EGFR inhibitors block the activity of EGFR, preventing it from sending growth signals within the cell. Yet, cancer can find ways to bypass the effect of the drug, becoming resistant to treatment. Tumors can develop another mutation in EGFR (T790M) that causes it to become active even in the presence of the inhibitor. Tumors can also utilize other singaling pathways and proteins to compensate for EGFR inhibition, such at the MET kinase or activation of the NF-kB pathway. Dr. Bivona's grant from UALC was aimed at uncovering additional targets used by tumors to become resistant to EGFR inhibition.
In his recent publication in Nature Genetics, Dr. Bivona and his collaborators looked at EGFR-mutant preclinical models and clinical samples. They found that AXL was the most highly expressed gene in tumor models with acquired resistance. The team was able to restore tumor sensitivity to EGFR inhibitors by blocking AXL genetically or with targeted inhibitors. The researchers were able to validate their findings in patient samples, and found that AXL upregulation was second most common alteration in EGFR inihibitor-resistant tumors, behind the T790M mutation.
AXL can promote cell growth and has previously been associated with lung cancers, particularly with invasive behavior and metastatic disease. UALC funded Dr. Rachel Linger in 2008-2010 to investigate using AXL inhibitors in combination with chemotherapy as a treatment for lung cancers. Dr. Bivona's new data shows that AXL can play a pivotal role in resistance to EGFR inhibition, and may be associated with epithelial-to-mesenchymal transition (the early stages of metastasis).

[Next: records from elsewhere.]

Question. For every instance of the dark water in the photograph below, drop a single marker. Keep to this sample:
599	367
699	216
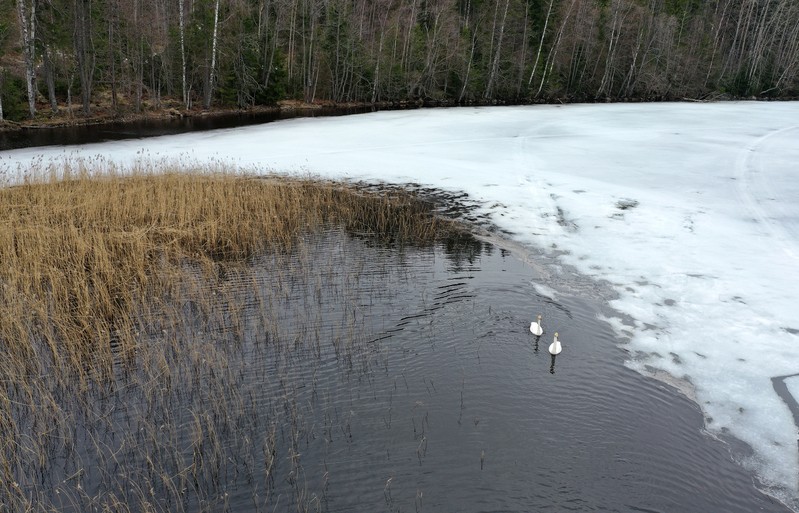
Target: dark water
384	379
31	137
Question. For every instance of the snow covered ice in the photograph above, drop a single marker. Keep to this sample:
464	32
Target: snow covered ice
690	211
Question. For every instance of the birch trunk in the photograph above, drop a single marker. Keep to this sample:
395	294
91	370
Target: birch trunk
541	43
182	28
209	90
27	26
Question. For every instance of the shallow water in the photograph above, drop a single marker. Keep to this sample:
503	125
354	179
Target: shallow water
374	378
84	134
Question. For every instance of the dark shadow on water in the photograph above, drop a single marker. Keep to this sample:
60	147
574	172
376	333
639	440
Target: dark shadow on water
349	376
61	136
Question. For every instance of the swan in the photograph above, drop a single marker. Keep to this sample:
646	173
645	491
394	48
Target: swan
536	328
555	347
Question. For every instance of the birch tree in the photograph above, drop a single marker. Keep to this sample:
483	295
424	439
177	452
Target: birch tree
209	88
26	11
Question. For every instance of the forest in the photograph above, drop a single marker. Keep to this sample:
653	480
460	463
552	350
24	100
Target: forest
134	56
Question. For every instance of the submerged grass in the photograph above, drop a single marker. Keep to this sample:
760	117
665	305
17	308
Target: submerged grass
90	265
75	252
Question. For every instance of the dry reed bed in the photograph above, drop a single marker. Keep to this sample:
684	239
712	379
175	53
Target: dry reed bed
98	272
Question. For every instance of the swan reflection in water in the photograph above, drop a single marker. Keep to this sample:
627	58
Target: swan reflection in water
554	349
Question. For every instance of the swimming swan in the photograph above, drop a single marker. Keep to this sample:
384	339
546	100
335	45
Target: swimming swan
536	328
555	347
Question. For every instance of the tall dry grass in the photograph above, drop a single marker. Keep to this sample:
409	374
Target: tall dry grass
95	266
77	252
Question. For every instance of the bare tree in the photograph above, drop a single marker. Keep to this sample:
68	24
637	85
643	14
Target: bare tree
26	11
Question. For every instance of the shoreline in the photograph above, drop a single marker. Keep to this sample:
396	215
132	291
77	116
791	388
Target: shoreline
171	110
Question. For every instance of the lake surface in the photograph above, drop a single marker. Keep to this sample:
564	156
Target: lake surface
85	134
371	378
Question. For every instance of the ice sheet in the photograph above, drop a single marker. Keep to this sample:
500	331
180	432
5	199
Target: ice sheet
689	210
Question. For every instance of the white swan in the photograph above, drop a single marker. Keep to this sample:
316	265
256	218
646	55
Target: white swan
536	328
555	347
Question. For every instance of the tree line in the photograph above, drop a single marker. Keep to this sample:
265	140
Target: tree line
133	55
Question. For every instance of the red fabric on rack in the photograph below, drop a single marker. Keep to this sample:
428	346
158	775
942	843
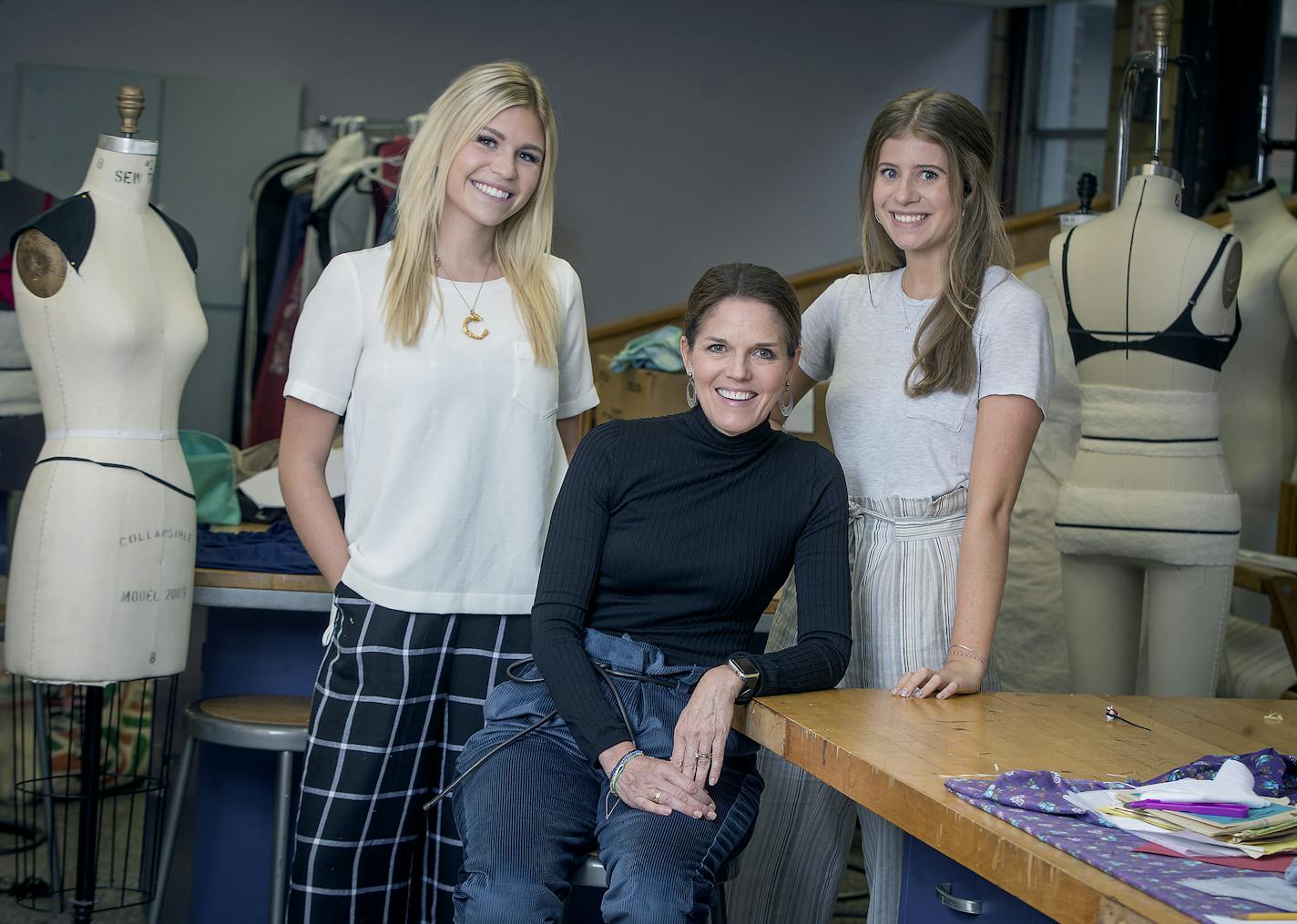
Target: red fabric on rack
268	401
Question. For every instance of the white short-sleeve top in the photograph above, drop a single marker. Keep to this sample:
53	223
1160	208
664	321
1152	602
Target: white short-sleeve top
453	459
860	334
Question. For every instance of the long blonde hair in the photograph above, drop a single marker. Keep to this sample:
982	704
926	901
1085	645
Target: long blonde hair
945	355
522	241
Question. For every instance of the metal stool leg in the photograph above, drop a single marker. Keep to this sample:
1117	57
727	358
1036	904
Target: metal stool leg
56	875
281	832
170	828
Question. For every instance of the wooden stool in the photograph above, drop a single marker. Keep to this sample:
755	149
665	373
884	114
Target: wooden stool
257	722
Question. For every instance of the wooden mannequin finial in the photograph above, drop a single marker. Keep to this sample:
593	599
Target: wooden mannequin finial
130	107
1161	22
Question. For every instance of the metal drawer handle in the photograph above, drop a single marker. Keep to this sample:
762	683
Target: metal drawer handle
968	906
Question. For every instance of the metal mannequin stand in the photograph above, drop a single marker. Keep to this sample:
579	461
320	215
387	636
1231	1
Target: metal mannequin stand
89	767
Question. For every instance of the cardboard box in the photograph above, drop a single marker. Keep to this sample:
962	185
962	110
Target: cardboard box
648	393
636	393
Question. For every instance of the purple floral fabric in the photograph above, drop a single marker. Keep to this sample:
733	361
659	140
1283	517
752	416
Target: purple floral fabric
1033	801
1275	773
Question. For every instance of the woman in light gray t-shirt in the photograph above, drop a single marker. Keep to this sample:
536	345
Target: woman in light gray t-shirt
939	364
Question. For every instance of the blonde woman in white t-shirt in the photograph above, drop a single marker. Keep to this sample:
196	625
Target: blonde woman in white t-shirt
939	364
458	357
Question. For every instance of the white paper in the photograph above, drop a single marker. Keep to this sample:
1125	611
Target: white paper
802	420
1271	890
1186	841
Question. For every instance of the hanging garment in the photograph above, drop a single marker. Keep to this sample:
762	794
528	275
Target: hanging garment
270	204
392	155
266	416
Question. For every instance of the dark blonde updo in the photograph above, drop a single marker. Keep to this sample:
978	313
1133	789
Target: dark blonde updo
745	280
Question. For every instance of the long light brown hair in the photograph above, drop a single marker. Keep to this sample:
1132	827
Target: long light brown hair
474	98
945	354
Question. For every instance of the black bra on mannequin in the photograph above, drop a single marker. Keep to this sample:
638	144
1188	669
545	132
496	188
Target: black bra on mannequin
1180	340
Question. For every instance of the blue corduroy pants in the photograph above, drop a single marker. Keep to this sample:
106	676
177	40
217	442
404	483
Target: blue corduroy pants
532	811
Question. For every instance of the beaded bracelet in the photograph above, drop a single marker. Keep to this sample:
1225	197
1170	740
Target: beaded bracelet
621	765
968	654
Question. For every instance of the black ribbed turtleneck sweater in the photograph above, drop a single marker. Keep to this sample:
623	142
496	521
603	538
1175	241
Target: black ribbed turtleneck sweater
678	535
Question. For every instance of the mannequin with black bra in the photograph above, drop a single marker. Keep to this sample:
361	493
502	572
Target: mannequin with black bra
1149	300
1258	388
101	577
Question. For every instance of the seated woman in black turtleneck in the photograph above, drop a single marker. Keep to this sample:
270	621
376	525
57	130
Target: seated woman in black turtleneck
667	542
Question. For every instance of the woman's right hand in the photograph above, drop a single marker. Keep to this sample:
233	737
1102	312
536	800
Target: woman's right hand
655	786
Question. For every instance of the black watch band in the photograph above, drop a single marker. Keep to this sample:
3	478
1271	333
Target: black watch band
749	673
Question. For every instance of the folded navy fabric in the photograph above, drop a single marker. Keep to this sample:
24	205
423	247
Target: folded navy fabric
278	550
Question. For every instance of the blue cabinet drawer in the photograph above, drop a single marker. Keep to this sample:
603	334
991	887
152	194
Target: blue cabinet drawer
929	874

This research lays the groundwork for clinical trials testing AXL inhibitors in NSCLC patients harboring EGFR-positive lung cancers with acquired resistance to EGFR inhibitors. Successful trials could provide a new therapy for patients who currently have no effective treatment options.
Zhang et al., Activation of the AXL kinase causes resistance to EGFR-targeted therapy in lung cancer. Nature Genetics. Published online July 1, 2012.